The first Josiah Spode made no porcelain. He set the fashion in “blue printed,” and his blue printed is probably the best of its kind ever made. Born in 1733, Spode was apprenticed to Whieldon, and after leaving him about 1759 he worked for Banks of Stoke.[144] It is said of him that he dearly loved to play the fiddle, and he would go out any evening to play at public-houses for his friends. So that “ready and willing as Spode’s fiddle” became a proverb in the Potteries.
In 1770 he leased Banks’ works in the centre of Stoke, and began making printed cream colour. This was the old “on-glaze,” or “black” printed ware, used to guide the enameller rather than as a decoration by itself. Cobalt was a cheap paint, and the designs were filled in with blue. This was becoming the common ware, and invention was busy to simplify the process. Attempts were made by William Adams of Cobridge and, about 1777, by John Baddeley of Shelton to print in blue upon the biscuit ware before the ware was glazed, but without any commercial success.[145] It was Turner of Worcester who first found a satisfactory way of transferring an oily-coloured pattern from a copper plate to a sheet of transfer paper, and then from the paper to the biscuit ware. He too designed the willow pattern which seems likely to characterize “blue printed” for all time. This was in 1780, and in 1783 Spode got two men from the Caughley china works, near Worcester, and they taught him to print in blue under the glaze on earthenware, as they did on china at Worcester. The invention spread with enormous rapidity and Spode made his fortune. He died in 1797,[146] leaving his son Josiah Spode II to carry on his business.

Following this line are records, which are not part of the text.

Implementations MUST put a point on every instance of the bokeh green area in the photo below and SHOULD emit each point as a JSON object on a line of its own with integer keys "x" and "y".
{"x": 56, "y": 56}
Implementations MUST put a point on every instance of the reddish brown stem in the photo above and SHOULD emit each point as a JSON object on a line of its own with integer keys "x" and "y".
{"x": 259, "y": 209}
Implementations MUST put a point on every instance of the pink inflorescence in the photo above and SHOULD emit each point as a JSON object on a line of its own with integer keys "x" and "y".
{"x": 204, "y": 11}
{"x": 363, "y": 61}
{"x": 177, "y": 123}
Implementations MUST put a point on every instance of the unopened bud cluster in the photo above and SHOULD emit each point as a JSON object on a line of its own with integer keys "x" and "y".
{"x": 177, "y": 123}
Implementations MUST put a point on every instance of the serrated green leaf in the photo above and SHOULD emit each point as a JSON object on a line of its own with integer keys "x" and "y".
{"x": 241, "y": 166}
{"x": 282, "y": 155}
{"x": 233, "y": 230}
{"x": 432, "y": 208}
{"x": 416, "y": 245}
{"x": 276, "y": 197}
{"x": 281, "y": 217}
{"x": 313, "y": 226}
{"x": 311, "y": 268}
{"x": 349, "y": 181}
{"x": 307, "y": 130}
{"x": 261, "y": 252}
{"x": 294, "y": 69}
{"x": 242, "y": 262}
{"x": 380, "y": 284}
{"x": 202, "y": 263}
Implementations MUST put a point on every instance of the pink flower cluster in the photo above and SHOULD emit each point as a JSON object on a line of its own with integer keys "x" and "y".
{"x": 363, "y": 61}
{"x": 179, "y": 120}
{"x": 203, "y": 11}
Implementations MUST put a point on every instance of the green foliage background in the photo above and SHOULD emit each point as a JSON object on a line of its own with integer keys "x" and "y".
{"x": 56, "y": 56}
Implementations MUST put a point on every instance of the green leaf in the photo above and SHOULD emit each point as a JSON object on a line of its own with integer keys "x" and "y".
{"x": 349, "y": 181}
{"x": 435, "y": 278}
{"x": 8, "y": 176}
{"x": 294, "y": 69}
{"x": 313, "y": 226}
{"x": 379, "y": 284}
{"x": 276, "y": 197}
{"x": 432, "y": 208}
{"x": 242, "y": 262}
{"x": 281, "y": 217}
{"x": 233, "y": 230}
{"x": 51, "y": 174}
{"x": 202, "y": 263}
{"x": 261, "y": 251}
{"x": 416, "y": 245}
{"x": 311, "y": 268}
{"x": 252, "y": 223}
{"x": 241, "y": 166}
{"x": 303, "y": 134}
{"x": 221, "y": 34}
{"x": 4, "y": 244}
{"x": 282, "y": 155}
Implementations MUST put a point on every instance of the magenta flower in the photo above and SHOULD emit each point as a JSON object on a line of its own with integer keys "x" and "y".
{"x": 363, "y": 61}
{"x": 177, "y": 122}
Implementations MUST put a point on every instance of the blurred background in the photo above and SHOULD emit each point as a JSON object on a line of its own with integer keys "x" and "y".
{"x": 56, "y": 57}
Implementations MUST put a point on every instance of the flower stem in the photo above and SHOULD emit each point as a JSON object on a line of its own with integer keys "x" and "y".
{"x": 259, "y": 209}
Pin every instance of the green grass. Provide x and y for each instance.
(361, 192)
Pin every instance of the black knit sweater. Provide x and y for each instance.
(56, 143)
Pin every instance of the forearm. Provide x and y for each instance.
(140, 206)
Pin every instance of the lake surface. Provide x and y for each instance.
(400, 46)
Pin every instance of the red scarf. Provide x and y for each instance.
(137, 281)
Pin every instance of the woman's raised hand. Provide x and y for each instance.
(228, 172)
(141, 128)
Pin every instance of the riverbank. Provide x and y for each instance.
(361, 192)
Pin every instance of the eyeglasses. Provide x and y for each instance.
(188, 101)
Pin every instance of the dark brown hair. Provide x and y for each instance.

The second Spode married in 1779 the eldest daughter of John Barker, master potter of the Row Houses, Fenton. He had been a dealer in earthenware, glass and china in London. William Copeland, a native of Stoke, had been his traveller and assistant in London. On his father’s death young Spode made Copeland his partner and put him in charge of the London office. Even in his father’s lifetime Spode had begun decorating their ware with the Japan reds and blues and heavy gilding that was afterwards the distinguishing mark of Spode and Copeland porcelain; and in 1800 they began to make their bone-paste porcelain.[147]
JOSIAH SPODE
1754-1827
Porcelain is a transparent vitreous body which fuses on being fired, and does not require any glaze. The early porcelain had been made largely of glass; Cookworthy’s porcelain, and that made at Shelton New Hall, relied solely on china clay and china stone from Cornwall. None of these bodies were certain, and they failed to become commercial successes. But when the New Hall Company ceased, the manufacture of their hard-paste porcelain in England ceased too, and an entirely new porcelain body was destined to take its place. It was not until Spode introduced bone into the body that the cheap china we know to-day could be produced.[148]
The modern soft-paste bone porcelain consists of nearly equal portions of china clay, china stone and bone ash, fired to a temperature of about 1250 C. and then glazed with a feldspar and china-clay glaze and refired.[149] The chief porcelain factories at this time were at Worcester and Derby, but they were soon outdistanced and beaten by the better conducted factories of Spode, Minton and Davenport, who managed to centre the china trade in North Staffordshire, just as the earthenware trade had been localized there in the previous century.
To modern taste all the china of the first half of the nineteenth century, with its florid colouring and lavish gilding, seems to warrant little success or praise. In their own day however the success of the Spodes was very great. The second Spode died in 1827; William Copeland had died in the previous year, and in 1833 a third Josiah Spode died also. From the executors of the last Spode the whole factory was bought by William Taylor Copeland, M.P., the second of the name, Alderman of the City of London.